Celebrities may be adulated during normal times when the economy is whirring, when people can buy their merchandise, go to their events, or enjoy their pretty pictures on Instagram. But now?
In this time of crisis, when we’re all dealing with our mental sanity in social isolation, are cooking three meals a day, entertaining younger children or facilitating older children’s online schoolwork, all while attempting to work from the kitchen counter or dining table in a stupefying intensification of home life, nobody is interested in celebrities anymore. They have nothing much to contribute in this instance. Some of them have been lambasted for touting their escapes to fancy second homes. Others tell us to do something with our free time we’ve always wanted to do, like write a book or meditate. Seriously?

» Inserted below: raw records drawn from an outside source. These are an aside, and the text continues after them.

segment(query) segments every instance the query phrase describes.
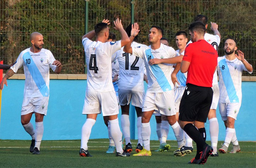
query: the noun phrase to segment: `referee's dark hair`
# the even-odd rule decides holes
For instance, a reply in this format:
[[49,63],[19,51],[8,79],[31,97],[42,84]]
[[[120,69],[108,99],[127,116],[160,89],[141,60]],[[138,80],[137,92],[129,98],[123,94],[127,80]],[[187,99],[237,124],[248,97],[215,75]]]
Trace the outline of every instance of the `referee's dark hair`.
[[195,31],[203,35],[204,35],[206,31],[205,26],[204,23],[200,21],[195,22],[191,23],[188,29],[191,32]]
[[99,23],[94,26],[94,31],[97,36],[102,30],[107,28],[107,24],[105,23]]
[[162,33],[162,35],[163,36],[163,30],[162,28],[159,27],[159,26],[152,26],[150,28],[150,29],[151,28],[156,28],[156,29],[157,29],[157,30],[158,30],[158,32],[160,31],[160,32],[161,32],[161,33]]
[[[128,26],[127,26],[126,28],[125,29],[125,31],[126,32],[126,33],[127,33],[127,35],[128,35],[128,37],[130,37],[130,36],[131,36],[131,30],[132,30],[132,24],[130,24],[129,25],[128,25]],[[135,37],[134,37],[134,38],[133,39],[133,41],[135,42],[138,42],[138,35],[137,35]]]
[[207,22],[208,21],[208,18],[207,16],[203,15],[199,15],[194,18],[194,22],[197,21],[200,21],[204,23],[205,26],[207,24]]

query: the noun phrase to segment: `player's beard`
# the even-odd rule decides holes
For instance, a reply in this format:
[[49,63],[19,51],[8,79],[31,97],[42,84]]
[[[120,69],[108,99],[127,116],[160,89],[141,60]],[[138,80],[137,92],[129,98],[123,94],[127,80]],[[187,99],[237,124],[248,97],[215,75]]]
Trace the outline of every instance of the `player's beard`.
[[233,50],[230,49],[229,49],[230,50],[230,51],[227,51],[227,49],[224,50],[224,52],[225,52],[225,53],[226,53],[226,54],[227,54],[227,55],[230,55],[234,53],[234,52],[235,52],[234,49],[233,49]]
[[37,45],[34,44],[34,46],[35,46],[35,47],[36,49],[37,49],[38,50],[40,50],[43,48],[43,46],[44,46],[44,45],[41,44],[40,45]]

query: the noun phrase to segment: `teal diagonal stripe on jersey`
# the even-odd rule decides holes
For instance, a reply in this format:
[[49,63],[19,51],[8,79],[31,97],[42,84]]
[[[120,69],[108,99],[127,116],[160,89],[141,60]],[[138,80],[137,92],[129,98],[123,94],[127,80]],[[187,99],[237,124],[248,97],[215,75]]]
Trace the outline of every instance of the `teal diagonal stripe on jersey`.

Our new heroes are the people on the frontlines of this worldwide health crisis – the nurses, doctors and medical staff, the delivery people and postal workers, grocery store employees and transit drivers, the farmers and shipping clerks, but also the teachers and professors who have hastily had to switch to online teaching to hold the education system together. All of them together maintain a hobbling semblance of society while most of the rest of the world either recovers from the virus or lies low at home out of harm’s way.
Our new heroes are the real people who are essential to our communities and without who we would literally fall into anarchy. Maybe it’s time to recognize that they deserve higher wages, better job security, comprehensive health insurance and sick leave policy, and in general a good social safety net. Will this virus become the great equalizer?